Das geht ja recht gut, meine liebe Tochter. Ich dachte immer, der Herr Vormund würde seine Einwilligung nicht zur Heirat geben, weil meine Tochter kein Vermögen hat.
Lottchen. Das habe ich gar nicht befürchtet. Der Herr Vormund ist ja die Leutseligkeit und Menschenliebe selbst und macht sich gewiß eine Freude daraus, zu dem Glücke eines Frauenzimmers etwas beizutragen, der man keinen größern Vorwurf machen kann, als daß sie nicht reich ist.
Cleon. Tochter, du hast sehr recht. Es ist ein lieber Mann. Ich habe nur gedacht, daß er einen gewissen Fehler haben müßte, weil er schon nahe an vierzig ist und noch kein Amt hat. Aber was hilft uns das alles, wenn Julchen den Herrn Damis nicht haben will?
Lottchen. Machen Sie sich keine Sorge, lieber Papa. Julchen ist so gut als besiegt. Und ich denke, es könnte ihr kein größer Unglück widerfahren, als wenn man ihr ihren Schatz, die sogenannte Freiheit, ungeraubt ließe. Ich habe die sichersten Merkmale, daß sie den Herrn Damis liebt.
Cleon. Sollte es möglich sein? Ich dürfte es bald selbst glauben. Ihr losen Mädchen tut immer, als wenn euch nichts an den Männern läge, und heimlich habt ihr doch eine herzliche Freude an ihnen. Je nun, die Liebe ist auch nötig in der Welt, sonst hätte sie uns der Himmel nicht gegeben.

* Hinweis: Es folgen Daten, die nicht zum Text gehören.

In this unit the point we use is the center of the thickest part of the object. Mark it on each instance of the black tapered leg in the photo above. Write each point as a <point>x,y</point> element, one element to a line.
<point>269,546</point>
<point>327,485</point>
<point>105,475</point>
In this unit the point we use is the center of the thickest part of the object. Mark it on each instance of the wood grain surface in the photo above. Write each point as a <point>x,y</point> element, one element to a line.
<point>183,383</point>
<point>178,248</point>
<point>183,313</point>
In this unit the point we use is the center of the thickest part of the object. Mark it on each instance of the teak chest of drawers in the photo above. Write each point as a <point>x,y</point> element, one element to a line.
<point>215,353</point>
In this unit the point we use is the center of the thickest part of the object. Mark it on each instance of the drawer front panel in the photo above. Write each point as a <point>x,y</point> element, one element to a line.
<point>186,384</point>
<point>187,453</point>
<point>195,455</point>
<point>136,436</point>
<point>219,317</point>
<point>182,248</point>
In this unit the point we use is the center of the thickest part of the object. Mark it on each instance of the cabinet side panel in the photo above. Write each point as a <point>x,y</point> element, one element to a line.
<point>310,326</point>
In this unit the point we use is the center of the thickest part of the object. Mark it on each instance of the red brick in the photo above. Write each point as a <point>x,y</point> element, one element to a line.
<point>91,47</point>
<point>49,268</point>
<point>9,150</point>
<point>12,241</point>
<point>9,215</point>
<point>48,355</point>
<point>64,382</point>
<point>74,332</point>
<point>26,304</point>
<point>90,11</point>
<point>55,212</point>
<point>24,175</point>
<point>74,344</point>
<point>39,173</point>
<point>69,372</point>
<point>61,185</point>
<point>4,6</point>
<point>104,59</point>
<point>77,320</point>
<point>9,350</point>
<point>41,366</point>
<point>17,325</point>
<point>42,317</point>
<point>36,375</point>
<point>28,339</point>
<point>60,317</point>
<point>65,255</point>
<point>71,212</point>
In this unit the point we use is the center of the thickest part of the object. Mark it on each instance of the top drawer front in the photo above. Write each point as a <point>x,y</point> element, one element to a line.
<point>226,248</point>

Lottchen. Papa, diese Satire auf die losen Mädchen trifft mich nicht. Ich dächte, ich machte kein Geheimnis aus meiner Liebe. Wenigstens halte ich die vernünftige Liebe für kein größer Verbrechen als die vernünftige Freundschaft. Unser Leben ist vielleicht deswegen mit so vielen Beschwerlichkeiten belegt, daß wir es uns desto mehr durch die Liebe sollen leicht und angenehm zu machen suchen.
Cleon. Mein Kind, wenn mir die Frau Muhme Stephan etwas vermacht haben sollte: so sähe ich's sehr gerne, wenn ich euch, meine Töchter, auf einen Tag versprechen und euch in kurzem auf einen Tag die Hochzeit ausrichten könnte. Ich wollte gern das ganze Vermächtnis dazu hergeben.
Lottchen. Sie sind ein liebreicher Vater. Nein, wenn Sie auch durch das Testament etwas bekommen sollten: so würde es doch ungerecht sein, wenn wir Sie durch unsre Heiraten gleich um alles brächten. Nein, lieber Papa, ich kann noch lange warten. Und mein Geliebter wird sich ohnedies nicht zur Ehe entschließen, bis er nicht eine hinlängliche Versorgung hat.
Cleon. Tue dein möglichstes, daß Julchen heute noch ja spricht. Die
Mädchen müssen wohl ein wenig spröde tun; aber sie müssen es den
Junggesellen auch nicht so gar sauer machen.
Lottchen. Papa, unsere selige Mama sagte nicht so.